Reputation: 1147
Suppose I have the following dataframe that keeps track of when test times start and end:
import pandas as pd
from datetime import datetime
dfA = pd.DataFframe({'test_id': [1,2],
'start_time': [datetime.strptime("2019-06-01 04:00:00", "%Y-%m-%d %H:%M:%S")
, datetime.strptime("2019-06-03 13:12:00", "%Y-%m-%d %H:%M:%S")],
'end_time': [datetime.strptime("2019-06-01 06:00:00", "%Y-%m-%d %H:%M:%S")
, datetime.strptime("2019-06-03 15:29:00", "%Y-%m-%d %H:%M:%S")]})

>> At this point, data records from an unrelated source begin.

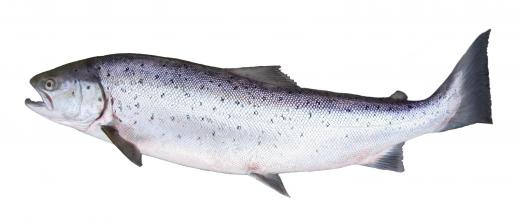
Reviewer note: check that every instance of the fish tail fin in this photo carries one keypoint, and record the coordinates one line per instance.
(466, 90)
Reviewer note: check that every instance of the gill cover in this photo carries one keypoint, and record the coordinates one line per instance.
(71, 95)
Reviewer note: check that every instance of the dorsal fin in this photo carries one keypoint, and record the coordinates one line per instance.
(270, 75)
(399, 95)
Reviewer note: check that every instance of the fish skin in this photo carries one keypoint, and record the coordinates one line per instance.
(212, 119)
(253, 128)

dfB = pd.DataFframe({'test_id': [1,3],
'start_time': [datetime.strptime("2019-06-01 02:00:00", "%Y-%m-%d %H:%M:%S")
, datetime.strptime("2019-06-01 00:00:00", "%Y-%m-%d %H:%M:%S")],
'end_time': [datetime.strptime("2019-06-01 05:00:00", "%Y-%m-%d %H:%M:%S")

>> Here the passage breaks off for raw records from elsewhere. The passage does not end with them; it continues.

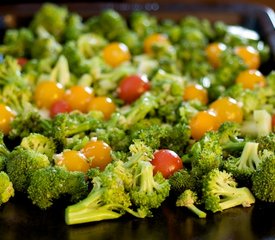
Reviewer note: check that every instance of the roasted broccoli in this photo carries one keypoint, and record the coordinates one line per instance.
(188, 199)
(220, 192)
(6, 188)
(21, 164)
(263, 180)
(48, 184)
(39, 143)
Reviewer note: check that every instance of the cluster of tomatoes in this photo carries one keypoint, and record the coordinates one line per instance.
(52, 96)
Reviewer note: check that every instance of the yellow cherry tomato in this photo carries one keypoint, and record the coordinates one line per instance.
(103, 104)
(203, 122)
(250, 56)
(74, 161)
(251, 78)
(227, 110)
(195, 91)
(78, 97)
(48, 92)
(6, 117)
(213, 52)
(98, 152)
(156, 38)
(116, 53)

, datetime.strptime("2019-06-01 02:00:00", "%Y-%m-%d %H:%M:%S")]})
I would like to perform the SQL equivalent
select * from A
inner join B
on (A.start_time between B.start_time AND B.start_time
OR A.end_time between B.start_time AND B.start_time
OR B.start_time between A.start_time AND A.start_time
OR B.end_time between A.start_time AND A.start_time)
AND A.id = B.id
in Pandas. From this post, I learned that pandas does not support this type of join and I will have to use numpy.where
like so:
# get the start and end times for both dataframes
Astart_time = dfA.start_time.values # a
Aend_time = dfA.end_time.values # b
Bstart_time = dfB.start_time.values # c
Bend_time = dfB.end_time.values # d
# We need to JOIN both pandas dataframe where there are overlapping
# timeframes. We check for these overlaps:
# (c <= a < d) OR (c <= b < d) OR (a <= c < b) OR (a <= d < b)
# sql equivalent of a INNER JOIN ON BETWEEN a range of values
A_records, B_records = np.where(((Astart_time[:, None] >= Bstart_time) & (Astart_time[:, None] < Bend_time))\
| ((Aend_time[:, None] >= Bstart_time) & (Aend_time[:, None] < Bend_time))\
| ((Astart_time[:, None] <= Bstart_time) & (Astart_time[:, None] > Bend_time))\
| ((Astart_time[:, None] <= Bend_time) & (Aend_time[:, None] > Bend_time)))
However I cannot figure out how to add the condition that A.test_id == B.test_id
in the numpy where clause. I am expecting only the records where test_id == 1 to join from both dataframes A and B. The reason I want to add this extra condition into the np.where
clause is because my dataframes will contain several million records each and I do not want them to blow up my machine's memory when performing the join.
Upvotes: 1
Views: 176
Reputation: 150785
There's a query
for that:
(dfA.merge(dfB, on='test_id', suffixes=['_a', '_b'])
.query('start_time_b <= start_time_a <= end_time_b | ' +
'start_time_b <= end_time_a <= end_time_b | ' +
'start_time_a <= start_time_b <= end_time_a | ' +
'start_time_a <= end_time_b <= end_time_a'
)
)
Upvotes: 1